What is a Beat Sheet?
A beat sheet is a blueprint for your story, and listed below is a generic beat sheet. The way people attack this is to change things within the beat sheet. Make things different. How different it can be is limited to what you can get away with, and still sell books.
OPENING SCENE: The hook.
Start in the middle of an action, a scene which reveals an unusual trait of your main character that will make your reader want to know more about him or wonder what will happen next. Get your readers hooked!
Exposition: Introduce your hero and the world in which he lives.
Show the biggest need of your hero, his problem, his greatest flaw, his missing piece. It will give your readers a clue about the inner journey of your character and prepare them for the Midpoint Climax.
TURNING POINT: Event that irrevocably disturbs the hero’s world as he knows it and introduces the antagonistic forces.
Your hero can’t go on with his life-like before, his world has been turned upside down, the balance is thrown off, and he will have to make a choice and take action.
He may refuse the Call at first, deny the fact that he must do something, try to keep things as they’ve always been and eventually realise that he can’t go on like this, that his world has irrevocably been changed.
BEGINNING OF ACT II: Your hero declares his goal. His journey begins.
It is most interesting when his goal is at odds with what we know he needs. It will make the Midpoint Climax all the more satisfying when your hero realises what it’s all about.
The introduction of your sub-plot.
This is a good time to start your sub-plot that will develop throughout Act II until your hero experiments a major setback where everything seems lost and then realises, thanks to the sub-plot, what has been missing that will help him defeat the antagonistic forces.
PROMISE OF THE PREMISE: Your hero explores the new world.
This is the fun part where your readers get what the premise promised, be it a detective finding clues, love blossoming or an adventurer on his quest.

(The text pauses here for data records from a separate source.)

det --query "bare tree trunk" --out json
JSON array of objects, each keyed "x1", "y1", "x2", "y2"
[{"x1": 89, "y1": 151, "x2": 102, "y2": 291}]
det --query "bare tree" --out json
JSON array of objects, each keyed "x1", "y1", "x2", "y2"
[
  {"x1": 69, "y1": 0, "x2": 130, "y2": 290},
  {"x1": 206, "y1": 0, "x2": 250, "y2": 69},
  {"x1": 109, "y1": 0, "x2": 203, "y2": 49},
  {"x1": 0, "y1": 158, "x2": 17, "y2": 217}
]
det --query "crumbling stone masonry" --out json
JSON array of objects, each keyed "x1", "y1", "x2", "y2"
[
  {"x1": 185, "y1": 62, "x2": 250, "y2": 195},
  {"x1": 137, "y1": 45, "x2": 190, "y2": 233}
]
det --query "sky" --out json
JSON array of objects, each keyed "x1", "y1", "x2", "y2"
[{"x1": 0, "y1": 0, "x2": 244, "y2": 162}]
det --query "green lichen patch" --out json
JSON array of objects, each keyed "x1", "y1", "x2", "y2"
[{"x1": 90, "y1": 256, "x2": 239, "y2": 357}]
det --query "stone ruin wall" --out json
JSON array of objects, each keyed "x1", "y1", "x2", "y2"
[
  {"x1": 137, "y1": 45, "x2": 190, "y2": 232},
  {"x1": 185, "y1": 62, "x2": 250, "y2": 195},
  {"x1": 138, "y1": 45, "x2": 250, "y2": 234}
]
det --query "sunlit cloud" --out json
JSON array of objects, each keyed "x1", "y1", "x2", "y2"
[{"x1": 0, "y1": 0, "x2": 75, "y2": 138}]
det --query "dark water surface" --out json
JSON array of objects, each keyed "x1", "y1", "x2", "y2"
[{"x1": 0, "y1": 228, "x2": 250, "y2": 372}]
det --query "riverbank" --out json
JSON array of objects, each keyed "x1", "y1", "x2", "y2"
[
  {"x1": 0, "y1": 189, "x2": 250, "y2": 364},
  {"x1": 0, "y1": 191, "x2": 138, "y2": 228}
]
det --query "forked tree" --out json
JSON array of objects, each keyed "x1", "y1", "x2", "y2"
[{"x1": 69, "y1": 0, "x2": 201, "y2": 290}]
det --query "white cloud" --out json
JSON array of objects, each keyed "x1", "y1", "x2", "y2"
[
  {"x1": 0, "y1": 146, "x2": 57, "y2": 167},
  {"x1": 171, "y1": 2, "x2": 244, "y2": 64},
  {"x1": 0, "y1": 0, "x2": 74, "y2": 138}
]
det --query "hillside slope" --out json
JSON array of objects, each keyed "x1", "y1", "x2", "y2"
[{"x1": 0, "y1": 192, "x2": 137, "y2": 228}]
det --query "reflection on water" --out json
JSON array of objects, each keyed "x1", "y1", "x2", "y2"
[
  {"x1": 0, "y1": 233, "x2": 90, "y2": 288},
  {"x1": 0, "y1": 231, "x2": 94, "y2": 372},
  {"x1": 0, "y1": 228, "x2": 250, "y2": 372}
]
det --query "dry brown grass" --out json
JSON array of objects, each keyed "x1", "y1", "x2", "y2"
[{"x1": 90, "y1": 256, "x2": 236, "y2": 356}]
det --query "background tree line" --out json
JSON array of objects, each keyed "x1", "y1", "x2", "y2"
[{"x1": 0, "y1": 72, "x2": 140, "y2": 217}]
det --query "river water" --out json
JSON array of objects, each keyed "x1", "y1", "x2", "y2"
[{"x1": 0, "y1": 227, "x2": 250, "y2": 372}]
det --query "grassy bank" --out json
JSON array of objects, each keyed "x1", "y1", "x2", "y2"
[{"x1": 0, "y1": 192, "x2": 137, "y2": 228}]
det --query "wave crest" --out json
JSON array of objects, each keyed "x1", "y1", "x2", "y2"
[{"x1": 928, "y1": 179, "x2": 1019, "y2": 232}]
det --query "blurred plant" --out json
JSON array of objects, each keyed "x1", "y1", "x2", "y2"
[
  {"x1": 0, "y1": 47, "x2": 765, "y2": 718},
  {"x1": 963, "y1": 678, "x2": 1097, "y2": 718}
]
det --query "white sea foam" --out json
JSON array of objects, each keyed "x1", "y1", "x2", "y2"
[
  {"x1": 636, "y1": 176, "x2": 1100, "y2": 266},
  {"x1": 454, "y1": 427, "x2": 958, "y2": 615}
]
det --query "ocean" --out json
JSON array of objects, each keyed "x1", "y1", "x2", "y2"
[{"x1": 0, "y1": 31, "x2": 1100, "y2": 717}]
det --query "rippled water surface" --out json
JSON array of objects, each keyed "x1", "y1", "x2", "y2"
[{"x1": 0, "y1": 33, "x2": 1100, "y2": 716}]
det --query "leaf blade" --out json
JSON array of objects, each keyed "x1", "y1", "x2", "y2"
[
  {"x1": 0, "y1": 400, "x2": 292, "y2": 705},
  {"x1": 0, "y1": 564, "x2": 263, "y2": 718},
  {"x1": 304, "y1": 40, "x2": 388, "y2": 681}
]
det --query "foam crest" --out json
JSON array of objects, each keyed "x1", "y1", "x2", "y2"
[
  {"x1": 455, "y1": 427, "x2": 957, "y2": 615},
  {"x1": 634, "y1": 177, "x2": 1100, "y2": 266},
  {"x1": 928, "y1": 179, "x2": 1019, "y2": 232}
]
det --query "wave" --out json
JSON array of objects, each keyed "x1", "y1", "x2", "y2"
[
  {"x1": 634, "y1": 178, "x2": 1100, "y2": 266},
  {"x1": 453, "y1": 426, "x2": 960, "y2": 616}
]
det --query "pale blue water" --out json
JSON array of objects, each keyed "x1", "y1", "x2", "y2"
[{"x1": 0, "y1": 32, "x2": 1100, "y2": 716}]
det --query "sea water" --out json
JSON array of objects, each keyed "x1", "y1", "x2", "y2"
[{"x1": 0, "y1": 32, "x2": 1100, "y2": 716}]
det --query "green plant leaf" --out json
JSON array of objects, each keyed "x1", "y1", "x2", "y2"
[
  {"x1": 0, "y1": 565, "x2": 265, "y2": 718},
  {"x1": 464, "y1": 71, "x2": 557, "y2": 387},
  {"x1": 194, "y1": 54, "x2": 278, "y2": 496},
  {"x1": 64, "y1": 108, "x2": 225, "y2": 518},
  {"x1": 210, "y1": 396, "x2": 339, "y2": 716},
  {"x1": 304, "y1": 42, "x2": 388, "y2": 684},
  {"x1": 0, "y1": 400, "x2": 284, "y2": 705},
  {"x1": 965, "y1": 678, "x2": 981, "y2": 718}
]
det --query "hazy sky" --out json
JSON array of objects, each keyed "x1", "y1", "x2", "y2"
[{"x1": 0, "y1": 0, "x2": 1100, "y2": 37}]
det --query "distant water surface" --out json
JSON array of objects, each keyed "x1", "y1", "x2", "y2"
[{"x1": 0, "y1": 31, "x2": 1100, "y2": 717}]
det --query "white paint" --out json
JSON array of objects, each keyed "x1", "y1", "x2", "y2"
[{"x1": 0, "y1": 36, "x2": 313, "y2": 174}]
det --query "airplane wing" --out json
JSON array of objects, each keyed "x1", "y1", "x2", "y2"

The stakes are small, and your hero has the upper end, the story progresses quickly.
The event that increases the stakes.
The commitment of your hero to his goal is getting more dangerous.
MIDPOINT CLIMAX: Context shift that changes your hero’s understanding of his goal / the stakes / the antagonistic forces.
Your hero realises that he has been pursuing the wrong goal or that the stakes are much higher than he anticipated or that he has severely underestimated the antagonistic forces.
It can also be a moment when he realises that the goal he first set doesn’t match with his real need and he’s willing to change the direction of his path to fulfil the need we saw a glimpse of at the beginning of the story.
The closing in of the antagonistic forces.
The stakes get even higher, the task more challenging and we begin to understand what are the antagonistic effects.
MAJOR SETBACK: All seems lost.
Your hero hits bottom, and everything seems impossible.
BEGINNING OF ACT III: Your hero reaffirms his goal after discovering something from the subplot that may help him overcome the antagonistic forces and was missing before.
This is his last chance at defeating the antagonistic forces. He will win or fail, but there’s no turning back. The stakes are at their highest.
CLIMAX: Hero’s big fight against the antagonistic forces.
Final battle where your hero’s destiny will be decided. Whether he achieves his goal or not, his world and life will be forever changed.
ENDING SCENE: Glimpse into the future.
This scene is showing how the hero has changed and what is his new world.